Petrol Q3s start with a turbocharged 1.4-litre unit driving the front wheels. It’s powerful and rarely forces you to change down on steep hills. In fact, we'd choose it over the more powerful 2.0-litre engine since that one is available only with quattro four-wheel drive, and is less efficient as a result.
At the top of the range sits the RS Q3. It’s all-wheel drive and automatic only, and gets a 2.5-litre turbocharged five-cylinder petrol engine. It's extremely quick in a straight line; there’s even a Performance version that’s quicker still, thanks to a power boost.
Of the two diesels, the lower-powered unit is the best. It’s easily strong enough to cope with a full load, pulling from low down over a wide band. The higher-powered diesel feels more strained under load and is hard to justify.
Audi Q3 ride comfort
For the most comfortable ride it’s worth sticking with SE trim, or deselecting the lowered suspension offered on more expensive S line cars (a no-cost option). In this guise the Q3 does a brilliant job of keeping large bumps and ruts under control at low speeds, and keeping the car’s body stable.
That said, even if you do decide to keep the S line model’s lowered suspension and larger wheels, the Q3 does a far better job of keeping its ride controlled than other S line models in the Audi range.

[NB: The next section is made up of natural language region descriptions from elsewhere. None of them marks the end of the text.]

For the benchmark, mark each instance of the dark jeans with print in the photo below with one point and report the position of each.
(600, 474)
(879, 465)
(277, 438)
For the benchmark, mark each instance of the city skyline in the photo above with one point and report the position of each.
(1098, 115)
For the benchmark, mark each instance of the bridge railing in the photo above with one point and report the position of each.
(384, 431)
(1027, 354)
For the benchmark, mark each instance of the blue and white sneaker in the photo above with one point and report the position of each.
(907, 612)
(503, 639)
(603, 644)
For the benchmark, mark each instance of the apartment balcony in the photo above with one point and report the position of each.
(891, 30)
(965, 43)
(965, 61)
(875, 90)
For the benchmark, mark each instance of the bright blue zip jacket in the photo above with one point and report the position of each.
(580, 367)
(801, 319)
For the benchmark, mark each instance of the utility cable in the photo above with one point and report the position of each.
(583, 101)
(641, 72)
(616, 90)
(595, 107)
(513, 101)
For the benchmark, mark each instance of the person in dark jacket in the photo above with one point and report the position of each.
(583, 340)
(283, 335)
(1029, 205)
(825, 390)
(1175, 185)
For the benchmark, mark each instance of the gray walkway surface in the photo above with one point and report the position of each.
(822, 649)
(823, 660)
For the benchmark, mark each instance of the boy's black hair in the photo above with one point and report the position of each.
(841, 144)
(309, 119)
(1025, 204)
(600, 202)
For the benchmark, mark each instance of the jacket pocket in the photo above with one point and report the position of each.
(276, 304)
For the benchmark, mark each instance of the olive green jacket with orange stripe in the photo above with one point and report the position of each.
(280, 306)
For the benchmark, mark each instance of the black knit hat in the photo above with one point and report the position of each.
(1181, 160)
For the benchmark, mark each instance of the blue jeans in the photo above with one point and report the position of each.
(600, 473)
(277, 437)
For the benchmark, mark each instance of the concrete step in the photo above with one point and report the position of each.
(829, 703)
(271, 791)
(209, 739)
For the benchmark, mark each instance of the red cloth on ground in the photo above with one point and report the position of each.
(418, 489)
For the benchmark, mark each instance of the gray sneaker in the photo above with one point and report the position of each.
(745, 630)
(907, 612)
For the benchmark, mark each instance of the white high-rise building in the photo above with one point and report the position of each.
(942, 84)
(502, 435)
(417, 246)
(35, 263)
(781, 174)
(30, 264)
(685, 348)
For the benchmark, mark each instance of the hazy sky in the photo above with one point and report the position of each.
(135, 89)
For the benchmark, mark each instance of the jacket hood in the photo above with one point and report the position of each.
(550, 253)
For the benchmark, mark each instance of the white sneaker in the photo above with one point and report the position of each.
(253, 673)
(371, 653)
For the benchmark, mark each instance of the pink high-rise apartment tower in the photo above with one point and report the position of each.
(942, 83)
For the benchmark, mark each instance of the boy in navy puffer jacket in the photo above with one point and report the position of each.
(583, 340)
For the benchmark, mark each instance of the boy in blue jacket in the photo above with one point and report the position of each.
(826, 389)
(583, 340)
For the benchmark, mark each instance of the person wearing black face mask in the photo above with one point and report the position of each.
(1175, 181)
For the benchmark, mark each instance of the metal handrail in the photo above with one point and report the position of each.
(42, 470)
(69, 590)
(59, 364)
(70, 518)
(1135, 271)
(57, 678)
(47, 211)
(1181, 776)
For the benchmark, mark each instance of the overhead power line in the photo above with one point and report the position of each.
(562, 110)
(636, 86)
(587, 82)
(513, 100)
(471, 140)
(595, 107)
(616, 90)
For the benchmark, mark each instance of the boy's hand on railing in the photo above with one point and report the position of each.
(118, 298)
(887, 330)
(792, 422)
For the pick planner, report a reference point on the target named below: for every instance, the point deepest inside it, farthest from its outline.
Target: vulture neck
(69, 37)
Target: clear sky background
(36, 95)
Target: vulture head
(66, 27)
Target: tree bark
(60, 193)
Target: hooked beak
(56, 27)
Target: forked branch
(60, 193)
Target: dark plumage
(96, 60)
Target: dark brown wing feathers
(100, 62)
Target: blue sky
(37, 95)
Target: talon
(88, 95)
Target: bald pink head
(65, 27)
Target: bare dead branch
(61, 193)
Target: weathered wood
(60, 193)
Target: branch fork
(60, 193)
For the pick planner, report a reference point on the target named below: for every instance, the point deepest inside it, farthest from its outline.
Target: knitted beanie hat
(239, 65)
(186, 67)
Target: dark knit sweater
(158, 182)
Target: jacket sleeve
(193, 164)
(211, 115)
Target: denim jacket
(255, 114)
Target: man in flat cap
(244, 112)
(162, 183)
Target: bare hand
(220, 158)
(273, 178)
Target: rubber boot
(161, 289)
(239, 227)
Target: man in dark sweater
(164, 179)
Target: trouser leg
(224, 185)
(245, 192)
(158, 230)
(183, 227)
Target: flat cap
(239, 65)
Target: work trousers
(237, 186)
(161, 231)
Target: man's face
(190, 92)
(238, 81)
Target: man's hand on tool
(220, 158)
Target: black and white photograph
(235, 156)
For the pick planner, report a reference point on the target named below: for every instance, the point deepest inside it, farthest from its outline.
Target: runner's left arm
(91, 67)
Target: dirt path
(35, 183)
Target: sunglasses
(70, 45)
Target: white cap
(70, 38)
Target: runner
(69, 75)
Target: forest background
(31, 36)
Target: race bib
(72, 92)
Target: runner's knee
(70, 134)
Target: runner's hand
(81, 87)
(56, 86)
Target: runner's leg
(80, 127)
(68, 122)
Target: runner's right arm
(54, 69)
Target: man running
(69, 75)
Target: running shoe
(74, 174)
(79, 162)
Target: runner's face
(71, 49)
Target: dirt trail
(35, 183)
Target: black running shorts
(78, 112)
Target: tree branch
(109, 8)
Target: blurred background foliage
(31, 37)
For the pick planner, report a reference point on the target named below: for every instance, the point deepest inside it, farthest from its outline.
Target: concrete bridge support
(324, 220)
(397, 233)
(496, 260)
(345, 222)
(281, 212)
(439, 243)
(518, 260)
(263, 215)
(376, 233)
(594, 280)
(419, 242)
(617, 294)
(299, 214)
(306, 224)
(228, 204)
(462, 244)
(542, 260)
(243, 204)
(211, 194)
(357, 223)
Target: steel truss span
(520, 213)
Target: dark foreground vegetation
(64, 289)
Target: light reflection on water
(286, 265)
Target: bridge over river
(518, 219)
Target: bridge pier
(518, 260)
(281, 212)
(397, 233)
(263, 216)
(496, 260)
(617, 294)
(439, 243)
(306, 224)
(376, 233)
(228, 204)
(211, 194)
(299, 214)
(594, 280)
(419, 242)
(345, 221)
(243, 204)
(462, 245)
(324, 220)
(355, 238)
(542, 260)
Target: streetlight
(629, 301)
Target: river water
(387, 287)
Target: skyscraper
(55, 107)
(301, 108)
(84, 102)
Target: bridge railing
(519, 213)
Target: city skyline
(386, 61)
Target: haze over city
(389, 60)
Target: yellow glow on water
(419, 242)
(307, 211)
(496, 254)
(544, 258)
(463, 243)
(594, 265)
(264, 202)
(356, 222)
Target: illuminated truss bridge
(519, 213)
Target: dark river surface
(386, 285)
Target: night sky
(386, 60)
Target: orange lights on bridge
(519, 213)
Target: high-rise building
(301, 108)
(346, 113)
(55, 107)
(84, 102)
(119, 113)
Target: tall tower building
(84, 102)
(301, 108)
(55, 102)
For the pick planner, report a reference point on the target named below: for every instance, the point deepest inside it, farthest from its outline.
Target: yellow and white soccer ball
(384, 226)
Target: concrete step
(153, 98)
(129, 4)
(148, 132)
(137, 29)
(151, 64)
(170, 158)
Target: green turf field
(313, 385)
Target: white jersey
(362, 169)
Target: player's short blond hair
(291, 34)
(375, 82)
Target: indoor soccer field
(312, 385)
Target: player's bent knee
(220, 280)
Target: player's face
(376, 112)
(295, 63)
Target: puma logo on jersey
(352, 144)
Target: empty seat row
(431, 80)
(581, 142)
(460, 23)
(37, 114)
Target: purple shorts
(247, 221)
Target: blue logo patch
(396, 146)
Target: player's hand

Even the lowered RS Q3 remains composed, even over patchy surfaces.
Unfortunately, the faster you go in any trim level, the more uncomfortable the ride becomes. The car thumps into large potholes and expansion joints, jostling its occupants.
Audi Q3 handling
Raising the ride height of any car doesn’t do much for its handling but, among rival SUVs, the Q3 deals with it better than most. There’s plenty of grip in tight turns and body lean in corners is fairly well controlled.
S line models have larger alloy wheels than entry-level SE cars, as well as lowered suspension. These contribute to even higher levels of grip and body control.
However, although the steering winds on and off smoothly, and the Q3 is relatively quick to turn in, it doesn’t have a great deal of feel, meaning you can’t quite sense the front wheels biting and so plot an accurate course through bends. Even the high performance RS Q3 fails to communicate with the driver, although it does resist roll better than lowlier versions.
Audi Q3 refinement
The 1.4-litre petrol sounds less strained under hard acceleration than the 2.0-litre engine. Even so, both engines remain smooth when revved hard. While you might expect the RS Q3’s bigger, sportier engine to be a noisy thing, it can be refined, too.
The diesels are slightly more audible, and they send a little more vibration through the steering wheel and pedals. However, when compared with the likes of the BMW X1 and Mercedes GLA, the Q3’s diesels are more refined.
At a cruise you can hear the tyres growling a little, particularly on the larger wheels of S line models, but wind noise rarely exceeds a murmur on any model.
The six-speed manual gearbox’s shift has a well-weighted, precise quality, making the Q3 an easy car to drive around town. Similarly, shifts from the automatic S tronic gearbox are quick and smooth.
Strong and super-smooth, this entry-level petrol rarely forces you to change down – even up hills. It’s a fairly cheap option for company car drivers but really, it’s best suited to those who regularly make short journeys. It’s available with six-speed manual and S tronic gearboxes, but comes with only two-wheel drive.
2.0 TFSI 180
This engine pulls even harder than the 1.4, but sounds and feels more strained when doing so. Higher CO2 emissions and poor fuel economy also make it hard to recommend over the smaller petrol motor. It’s offered only with quattro four-wheel drive and a seven-speed S tronic automatic gearbox.
2.5 TFSI 340
Indecently fast, but costs a lot in road tax and fuel. It’s best to stick with the already-impressive pace of the 2.0-litre petrol if performance is your main priority.
2.5 TFSI 367
Even more rapid than the 340 version but with the same claimed fuel consumption and CO2 emissions. We’d still go for the 2.0-litre petrol.
Our pick 2.0 TDI 150
The pick of the engine range, this smooth diesel is easily strong enough to cope with a full quota of passengers, pulling from low revs over a wide band, while remaining relatively frugal. It’s available in front-wheel drive, manual form but the seven-speed S tronic automatic is only offered in combination with four-wheel drive.
2.0 TDI 184
Much like the petrols, the lower-powered diesel is so good that this more expensive engine fails to make as much sense. Also, it’s available only with four-wheel drive, which pushes up CO2 emissions and fuel consumption.